Data Center Operations Specialist
Role Summary
The Data Center Operations role involves maintaining operational standards for maximum system reliability and performance at the designated Data Centre. This includes a crucial responsibility in ensuring the smooth operation, reliability, and efficiency of data centers. The data center specialists support, coordinate, and monitor all CelcomDigi personnel and vendor activities to ensure compliance with established procedures. This covers areas of responsibility such as Break and Fix management of DC infra, coordinating vendor requests, reviewing quotations, managing procurement processes, and ensuring proper documentation for effective equipment repairs and maintenance. Moreover, the position involves developing and implementing comprehensive data center facility plans, which includes not only the layout but also power distribution, cooling systems, fire fighting, UPS, rectifier, battery backup and security measures. The role requires a high level of collaboration with various teams and stakeholders to plan and execute data center expansions, relocations, and installations, all the while ensuring the scalability and efficiency of the data center infrastructure.
Responsibilities
- End-to-End Infrastructure Governance: Govern the overall health and performance of all 35 TOC/DC CelcomDigi sites (xCelcom & xDigi), covering the full power chain (TNB supply, transformers, UPS, PDU, generators), cooling, and fire protection systems, leveraging reporting (RI) and BMS insights.

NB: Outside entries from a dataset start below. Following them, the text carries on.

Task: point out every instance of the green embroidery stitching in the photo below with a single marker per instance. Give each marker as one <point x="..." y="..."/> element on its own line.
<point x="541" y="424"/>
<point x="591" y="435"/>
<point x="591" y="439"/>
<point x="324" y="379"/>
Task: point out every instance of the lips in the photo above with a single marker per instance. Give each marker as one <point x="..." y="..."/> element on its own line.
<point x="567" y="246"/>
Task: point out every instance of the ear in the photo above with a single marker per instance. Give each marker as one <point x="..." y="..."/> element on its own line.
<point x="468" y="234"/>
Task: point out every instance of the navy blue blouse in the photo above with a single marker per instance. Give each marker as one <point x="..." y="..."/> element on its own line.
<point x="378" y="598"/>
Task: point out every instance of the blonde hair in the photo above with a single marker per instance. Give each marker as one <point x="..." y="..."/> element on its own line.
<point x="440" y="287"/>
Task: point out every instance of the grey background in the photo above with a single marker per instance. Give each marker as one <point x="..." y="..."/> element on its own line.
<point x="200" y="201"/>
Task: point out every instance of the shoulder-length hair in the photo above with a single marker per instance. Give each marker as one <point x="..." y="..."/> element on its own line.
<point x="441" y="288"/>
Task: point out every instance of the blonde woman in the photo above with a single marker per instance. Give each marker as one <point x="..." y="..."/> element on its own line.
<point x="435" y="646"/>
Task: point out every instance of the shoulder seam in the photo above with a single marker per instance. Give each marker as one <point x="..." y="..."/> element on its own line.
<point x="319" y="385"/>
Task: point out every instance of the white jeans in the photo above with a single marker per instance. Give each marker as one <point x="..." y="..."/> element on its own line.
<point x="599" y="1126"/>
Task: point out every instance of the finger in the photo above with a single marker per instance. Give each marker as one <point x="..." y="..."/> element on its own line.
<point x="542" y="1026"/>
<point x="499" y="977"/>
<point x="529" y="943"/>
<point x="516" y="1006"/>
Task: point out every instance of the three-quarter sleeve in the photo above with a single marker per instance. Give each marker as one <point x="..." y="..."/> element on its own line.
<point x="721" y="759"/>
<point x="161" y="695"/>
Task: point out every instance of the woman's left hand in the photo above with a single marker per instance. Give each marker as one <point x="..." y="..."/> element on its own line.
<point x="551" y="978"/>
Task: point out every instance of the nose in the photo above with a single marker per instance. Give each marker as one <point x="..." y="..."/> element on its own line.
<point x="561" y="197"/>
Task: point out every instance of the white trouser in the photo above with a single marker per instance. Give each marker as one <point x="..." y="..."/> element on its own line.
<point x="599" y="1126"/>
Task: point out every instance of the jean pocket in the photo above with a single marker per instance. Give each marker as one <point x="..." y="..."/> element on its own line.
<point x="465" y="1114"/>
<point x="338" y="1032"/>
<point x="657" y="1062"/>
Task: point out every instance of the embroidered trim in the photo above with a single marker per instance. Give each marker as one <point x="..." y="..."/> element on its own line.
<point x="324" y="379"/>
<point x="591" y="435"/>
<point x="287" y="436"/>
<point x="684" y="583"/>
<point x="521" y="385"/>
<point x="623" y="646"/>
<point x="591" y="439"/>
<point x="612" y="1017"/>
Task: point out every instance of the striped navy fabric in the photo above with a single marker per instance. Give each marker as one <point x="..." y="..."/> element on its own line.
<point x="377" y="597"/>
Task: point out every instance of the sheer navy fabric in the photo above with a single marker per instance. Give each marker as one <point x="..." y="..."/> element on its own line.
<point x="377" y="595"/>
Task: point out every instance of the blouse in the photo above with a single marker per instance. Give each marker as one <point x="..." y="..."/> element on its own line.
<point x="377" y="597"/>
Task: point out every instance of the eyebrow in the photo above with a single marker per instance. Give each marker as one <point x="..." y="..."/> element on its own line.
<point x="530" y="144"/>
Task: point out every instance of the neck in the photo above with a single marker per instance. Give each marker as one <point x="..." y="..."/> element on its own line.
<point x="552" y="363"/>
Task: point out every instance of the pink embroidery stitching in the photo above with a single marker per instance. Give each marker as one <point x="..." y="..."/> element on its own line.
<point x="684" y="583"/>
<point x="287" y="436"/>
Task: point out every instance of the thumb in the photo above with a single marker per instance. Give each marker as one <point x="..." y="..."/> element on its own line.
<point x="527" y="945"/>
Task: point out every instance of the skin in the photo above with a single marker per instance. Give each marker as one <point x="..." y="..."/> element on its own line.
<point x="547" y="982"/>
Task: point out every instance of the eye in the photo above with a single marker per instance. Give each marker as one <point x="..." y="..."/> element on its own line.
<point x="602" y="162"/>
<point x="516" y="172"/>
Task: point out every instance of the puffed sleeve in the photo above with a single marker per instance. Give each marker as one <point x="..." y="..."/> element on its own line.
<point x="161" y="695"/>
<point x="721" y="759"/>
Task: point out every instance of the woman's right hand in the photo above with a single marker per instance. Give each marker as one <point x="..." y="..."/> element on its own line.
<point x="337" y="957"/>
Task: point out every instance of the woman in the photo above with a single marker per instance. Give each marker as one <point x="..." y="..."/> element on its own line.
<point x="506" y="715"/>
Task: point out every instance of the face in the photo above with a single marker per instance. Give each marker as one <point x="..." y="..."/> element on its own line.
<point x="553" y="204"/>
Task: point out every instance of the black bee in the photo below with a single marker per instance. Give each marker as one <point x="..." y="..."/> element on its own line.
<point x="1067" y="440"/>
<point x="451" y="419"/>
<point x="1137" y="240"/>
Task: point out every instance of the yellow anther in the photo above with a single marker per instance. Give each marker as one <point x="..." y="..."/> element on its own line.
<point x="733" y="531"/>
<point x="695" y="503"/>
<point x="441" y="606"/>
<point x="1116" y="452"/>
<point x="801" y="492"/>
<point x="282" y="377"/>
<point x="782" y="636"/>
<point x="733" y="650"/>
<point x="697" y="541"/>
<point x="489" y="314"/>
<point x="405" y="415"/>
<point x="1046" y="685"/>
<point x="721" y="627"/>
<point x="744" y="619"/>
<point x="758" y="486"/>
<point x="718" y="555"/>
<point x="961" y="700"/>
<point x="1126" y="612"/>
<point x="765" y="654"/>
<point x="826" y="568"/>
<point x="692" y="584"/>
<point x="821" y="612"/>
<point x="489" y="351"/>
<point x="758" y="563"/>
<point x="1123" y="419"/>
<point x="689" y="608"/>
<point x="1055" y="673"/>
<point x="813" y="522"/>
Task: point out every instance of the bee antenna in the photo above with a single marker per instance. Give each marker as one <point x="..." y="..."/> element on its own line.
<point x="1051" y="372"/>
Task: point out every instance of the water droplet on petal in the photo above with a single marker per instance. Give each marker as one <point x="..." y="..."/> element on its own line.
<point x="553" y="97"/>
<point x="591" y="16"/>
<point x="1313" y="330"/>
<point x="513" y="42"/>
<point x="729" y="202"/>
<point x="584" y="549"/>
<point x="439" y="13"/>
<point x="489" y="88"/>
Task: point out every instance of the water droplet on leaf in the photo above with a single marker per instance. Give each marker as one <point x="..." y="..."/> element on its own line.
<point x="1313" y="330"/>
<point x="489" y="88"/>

- Change Management Governance: Review, scrutinize, and approve Technical MOPs and processes for all planned activities in data centres, ensuring risks are mitigated and compliance with operational standards by project, planning, and IFM teams.
- Incident and Crisis Management Oversight: Govern incident management to ensure meets agreed SLAs for response and resolution; lead coordination, war-room engagement, stakeholder communication, and ensure timely RCA and service restoration.
- Corrective Maintenance Governance: Oversee end-to-end corrective maintenance by: 1. Validating SOW to ensure accurate root cause resolution without over-scoping. 2. Governing cost through BOQ review against market benchmarks and contract rate cards. 3. Managing CUW/PR/PO processes with budget control. 4. Ensuring IFM/vendor delivery, quality assurance, and formal sign-off (POR)
- Preventive Maintenance and SLA Compliance: Ensure all preventive maintenance activities in strict adherence to SLA scope and frequency across electrical, cooling, fire protection, and standby power systems (UPS, DC system and generator set).
- Vendor and IFM Partner Performance Governance: Monitor and enforce IFM/vendor performance against SLAs, KPIs, and contractual obligations, ensuring timely closure of issues, service quality, and continuous improvement.
- Regulatory and Audit Compliance: Ensure all infrastructure, maintenance activities, and certifications comply with regulatory requirements (ST, DOSH, Bomba, DOE, etc.) and maintain audit readiness at all times.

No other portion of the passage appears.